I have a dataset (>10,000 samples total) that strongly appears to be geometrically distributed. For this dataset I have a way of partitioning that makes sense theoretically and I would like to know if my theory is backed by said dataset, i.e., the same question usually answered using ANOVA analysis in the continuous, normally distributed case. My question is: how is this done with geometrically distributed data?

My approach would be to fit a geometric distribution (using least squares) to the whole dataset, and then to each partition of the partitioned dataset. I would then compute the ratio of the sum of errors in the partitioned case to the squared error for the total distribution, i.e., $\frac{\sum_{part}\textrm{RMSE}_{part}^2}{\textrm{RMSE}_{total}^2}$, to get a test score, similar to an ANOVA.

This is where I am stuck, as I don't know which distribution to compare it to. Can somebody give me an ELI5 explanation of why it is stupid and wrong to solve my problem in this way, and then tell me how to actually do it?


1 Answer 1


The geometric distribution is a special case of the negative binomial distribution, so I would try a negative binomial glm (generalized linear model.) Some details here: When to use Poisson vs. geometric vs. negative binomial GLMs for count data?.

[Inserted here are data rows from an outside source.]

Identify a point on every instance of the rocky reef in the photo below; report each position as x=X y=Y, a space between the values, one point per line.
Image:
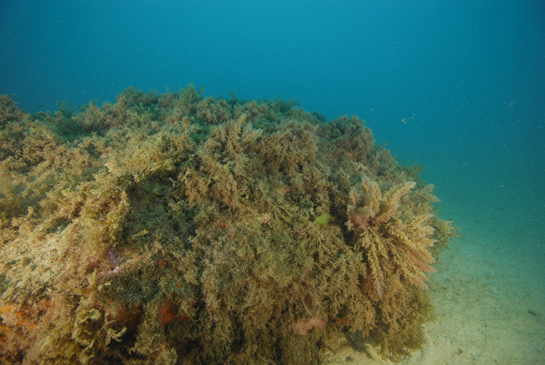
x=178 y=229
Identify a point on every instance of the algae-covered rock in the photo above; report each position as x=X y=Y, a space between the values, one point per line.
x=177 y=229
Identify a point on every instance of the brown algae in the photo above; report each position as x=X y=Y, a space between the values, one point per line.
x=173 y=228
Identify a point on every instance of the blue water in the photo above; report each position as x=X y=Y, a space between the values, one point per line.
x=457 y=85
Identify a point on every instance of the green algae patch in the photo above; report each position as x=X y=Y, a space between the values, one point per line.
x=173 y=228
x=322 y=219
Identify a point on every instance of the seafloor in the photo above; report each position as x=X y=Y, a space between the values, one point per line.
x=489 y=289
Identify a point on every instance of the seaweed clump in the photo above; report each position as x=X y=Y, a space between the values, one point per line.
x=173 y=228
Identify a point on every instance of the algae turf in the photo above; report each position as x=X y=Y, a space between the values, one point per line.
x=173 y=228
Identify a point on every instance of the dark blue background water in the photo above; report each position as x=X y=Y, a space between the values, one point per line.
x=471 y=72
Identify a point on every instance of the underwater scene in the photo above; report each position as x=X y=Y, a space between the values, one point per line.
x=290 y=182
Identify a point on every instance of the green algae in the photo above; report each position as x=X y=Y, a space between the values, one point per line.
x=174 y=228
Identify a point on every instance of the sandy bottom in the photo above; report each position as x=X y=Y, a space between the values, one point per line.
x=489 y=291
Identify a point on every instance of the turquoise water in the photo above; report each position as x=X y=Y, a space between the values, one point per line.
x=458 y=86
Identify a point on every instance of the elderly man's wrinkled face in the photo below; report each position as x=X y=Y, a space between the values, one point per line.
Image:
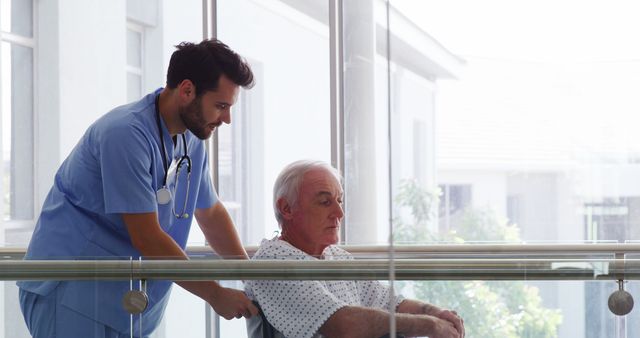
x=318 y=212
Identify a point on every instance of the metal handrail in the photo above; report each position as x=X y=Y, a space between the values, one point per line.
x=443 y=249
x=432 y=262
x=366 y=269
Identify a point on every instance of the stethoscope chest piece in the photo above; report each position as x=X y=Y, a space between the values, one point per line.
x=163 y=195
x=135 y=301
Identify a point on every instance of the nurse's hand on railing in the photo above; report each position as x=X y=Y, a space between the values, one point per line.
x=232 y=303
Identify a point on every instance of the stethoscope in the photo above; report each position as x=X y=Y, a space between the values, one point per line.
x=163 y=195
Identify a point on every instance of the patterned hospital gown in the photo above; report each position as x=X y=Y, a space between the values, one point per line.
x=299 y=308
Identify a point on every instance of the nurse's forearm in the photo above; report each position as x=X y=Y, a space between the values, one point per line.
x=218 y=229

The generalization of ANOVA in glm's is called the analysis of deviance, but in some computer systems (for instance R) it is done with the same function called anova. You say My approach would be to fit a geometric distribution (using least squares) to the whole dataset ..., but this is not the way to do it. With glm's one uses maximum likelihood methods, as explained in the linked post above, and its references. Also relevant is Correct use of Negative Binomial with a Geometric distribution in a mixed model (glmmPQL)?